Unless otherwise indicated, the raw materials and reagents used in the following examples are all commercially available products or can be prepared by known methods. The molecular cloning techniques employed in the following examples are described in the molecular cloning guidelines, compiled by J.Sammlung et al, or as recommended by the manufacturer.
Herein, Ash1p represents a protein expressed by Ash1 gene.
Example 1: construction of Kan Gene replacement transcription inhibitor Ash1 Gene knockout expression cassette 1, amplification of upstream homology arm
The invention takes the genome sequence of Pichia pastoris as reference, adopts software DNAMAN 8 to design and synthesize two oligonucleotide primers, and amplifies the upstream homology arm sequence of Ash1(SEQ ID NO:1) by a PCR method.
The two PCR primers were as follows:
1-F:ACTTACGAGCTCGACAGGCAAATCATTCA(SEQ ID NO:4)
1-R:ACTTACGCGGATCCGCGCGTATTTAGCTACAATC(SEQ ID NO:5)
underlined bases are SacI restriction enzyme cutting sites and BamHI restriction enzyme cutting sites respectively.
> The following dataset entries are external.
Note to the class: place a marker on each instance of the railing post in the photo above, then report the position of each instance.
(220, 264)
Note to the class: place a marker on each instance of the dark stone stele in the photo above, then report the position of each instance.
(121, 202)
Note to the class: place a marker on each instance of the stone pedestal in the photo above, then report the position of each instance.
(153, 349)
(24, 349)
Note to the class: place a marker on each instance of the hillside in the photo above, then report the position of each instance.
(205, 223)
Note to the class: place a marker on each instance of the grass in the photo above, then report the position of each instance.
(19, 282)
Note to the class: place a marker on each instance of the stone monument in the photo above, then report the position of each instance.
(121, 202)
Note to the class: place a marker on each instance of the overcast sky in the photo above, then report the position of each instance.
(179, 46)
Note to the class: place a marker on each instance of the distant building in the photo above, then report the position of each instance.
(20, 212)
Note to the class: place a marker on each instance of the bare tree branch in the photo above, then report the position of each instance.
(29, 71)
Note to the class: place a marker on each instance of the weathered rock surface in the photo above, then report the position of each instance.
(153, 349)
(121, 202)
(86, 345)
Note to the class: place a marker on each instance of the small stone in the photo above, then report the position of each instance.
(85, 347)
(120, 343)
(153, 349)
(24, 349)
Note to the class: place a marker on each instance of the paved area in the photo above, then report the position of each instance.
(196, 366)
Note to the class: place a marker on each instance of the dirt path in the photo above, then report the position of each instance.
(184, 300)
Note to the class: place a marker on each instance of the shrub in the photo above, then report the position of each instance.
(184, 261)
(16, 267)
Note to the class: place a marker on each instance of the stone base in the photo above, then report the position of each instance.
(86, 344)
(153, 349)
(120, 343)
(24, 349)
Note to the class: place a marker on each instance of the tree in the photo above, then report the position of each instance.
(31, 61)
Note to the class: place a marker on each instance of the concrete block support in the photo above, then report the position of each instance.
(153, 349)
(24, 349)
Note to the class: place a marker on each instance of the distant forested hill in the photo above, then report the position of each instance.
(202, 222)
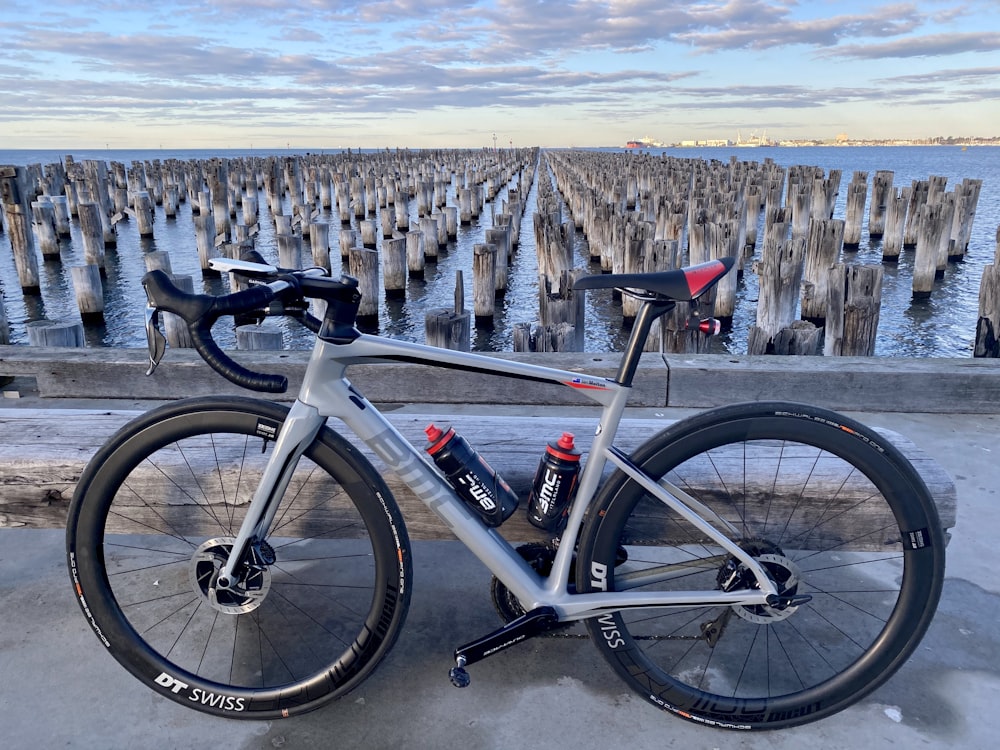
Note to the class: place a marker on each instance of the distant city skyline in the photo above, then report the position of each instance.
(271, 74)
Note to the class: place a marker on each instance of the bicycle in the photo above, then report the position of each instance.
(754, 566)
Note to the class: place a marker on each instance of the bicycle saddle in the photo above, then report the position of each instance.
(682, 284)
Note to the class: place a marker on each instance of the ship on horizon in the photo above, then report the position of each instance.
(753, 141)
(645, 142)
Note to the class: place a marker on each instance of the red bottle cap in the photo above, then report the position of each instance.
(564, 448)
(437, 437)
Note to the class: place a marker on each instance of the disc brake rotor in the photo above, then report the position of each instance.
(245, 596)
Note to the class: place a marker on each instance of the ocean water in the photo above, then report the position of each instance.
(941, 326)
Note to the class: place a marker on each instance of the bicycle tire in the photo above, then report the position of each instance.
(163, 499)
(830, 509)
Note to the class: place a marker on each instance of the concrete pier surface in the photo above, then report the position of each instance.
(59, 689)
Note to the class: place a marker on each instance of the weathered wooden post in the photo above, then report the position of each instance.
(402, 211)
(854, 213)
(918, 197)
(780, 276)
(853, 315)
(319, 241)
(428, 226)
(450, 328)
(415, 261)
(966, 201)
(822, 251)
(363, 264)
(21, 239)
(289, 251)
(932, 230)
(60, 204)
(143, 213)
(394, 267)
(89, 292)
(500, 238)
(484, 266)
(55, 333)
(988, 324)
(881, 193)
(91, 231)
(44, 225)
(96, 179)
(369, 233)
(204, 230)
(250, 206)
(4, 325)
(895, 221)
(171, 199)
(387, 220)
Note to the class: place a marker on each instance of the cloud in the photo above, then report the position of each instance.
(930, 45)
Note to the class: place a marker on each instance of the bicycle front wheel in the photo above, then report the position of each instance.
(153, 519)
(838, 519)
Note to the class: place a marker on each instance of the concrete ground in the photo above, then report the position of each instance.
(58, 688)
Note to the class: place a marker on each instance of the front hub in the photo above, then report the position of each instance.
(245, 595)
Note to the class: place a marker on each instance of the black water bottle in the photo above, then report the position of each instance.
(474, 480)
(554, 484)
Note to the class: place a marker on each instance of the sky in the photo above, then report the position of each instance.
(330, 74)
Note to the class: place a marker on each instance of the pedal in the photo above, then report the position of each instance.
(526, 626)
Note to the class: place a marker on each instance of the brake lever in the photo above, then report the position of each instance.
(154, 338)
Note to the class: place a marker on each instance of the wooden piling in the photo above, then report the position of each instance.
(450, 328)
(988, 325)
(894, 226)
(933, 231)
(882, 191)
(853, 313)
(415, 261)
(89, 292)
(44, 225)
(484, 267)
(55, 333)
(204, 229)
(363, 264)
(428, 226)
(144, 213)
(822, 251)
(289, 251)
(319, 242)
(780, 276)
(857, 192)
(348, 239)
(394, 267)
(92, 233)
(4, 325)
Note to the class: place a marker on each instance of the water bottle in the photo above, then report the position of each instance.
(474, 480)
(554, 484)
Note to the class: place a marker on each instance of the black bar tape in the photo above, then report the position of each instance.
(200, 311)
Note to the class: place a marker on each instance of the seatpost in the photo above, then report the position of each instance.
(652, 308)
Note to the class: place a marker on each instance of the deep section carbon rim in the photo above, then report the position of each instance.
(318, 604)
(840, 526)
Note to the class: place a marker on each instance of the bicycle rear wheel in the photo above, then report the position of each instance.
(831, 512)
(156, 513)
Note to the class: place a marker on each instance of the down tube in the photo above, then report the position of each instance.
(486, 544)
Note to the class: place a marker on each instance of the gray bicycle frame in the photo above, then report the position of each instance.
(326, 392)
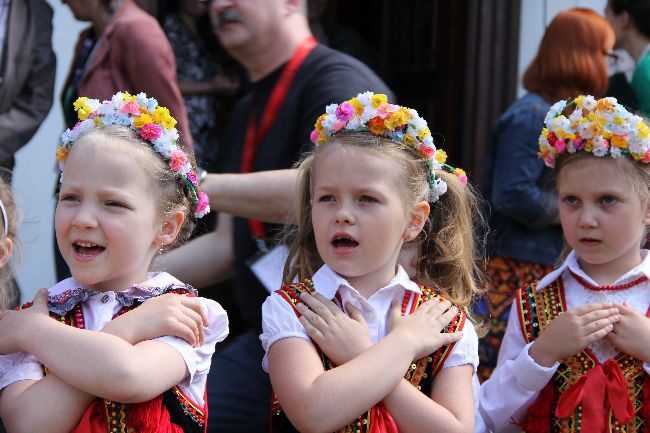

The PCR reaction system is shown in Table 1 below.
Table 1:
components Volume (mu L)
2×Q5 Master Mix 12.5
Primer F(10μM) 1.25
Primer R(10μM) 1.25
Template DNA 1(100ng)
ddH2O 9ul
Total volume 25ul
The PCR program was set up as in Table 2 below.
Table 2:
Figure BDA0003582416020000041
the PCR amplification product was subjected to 1% agarose gel electrophoresis, and gel recovery was carried out using a DNA recovery kit to obtain a fragment of about 729 bp.
2. Amplification of downstream homology arms
The invention takes the genome sequence of pichia pastoris as reference, adopts software DNAMAN 8 to design and synthesize two oligonucleotide primers, and amplifies the sequence of the downstream homology arm of Ash1 by a PCR method.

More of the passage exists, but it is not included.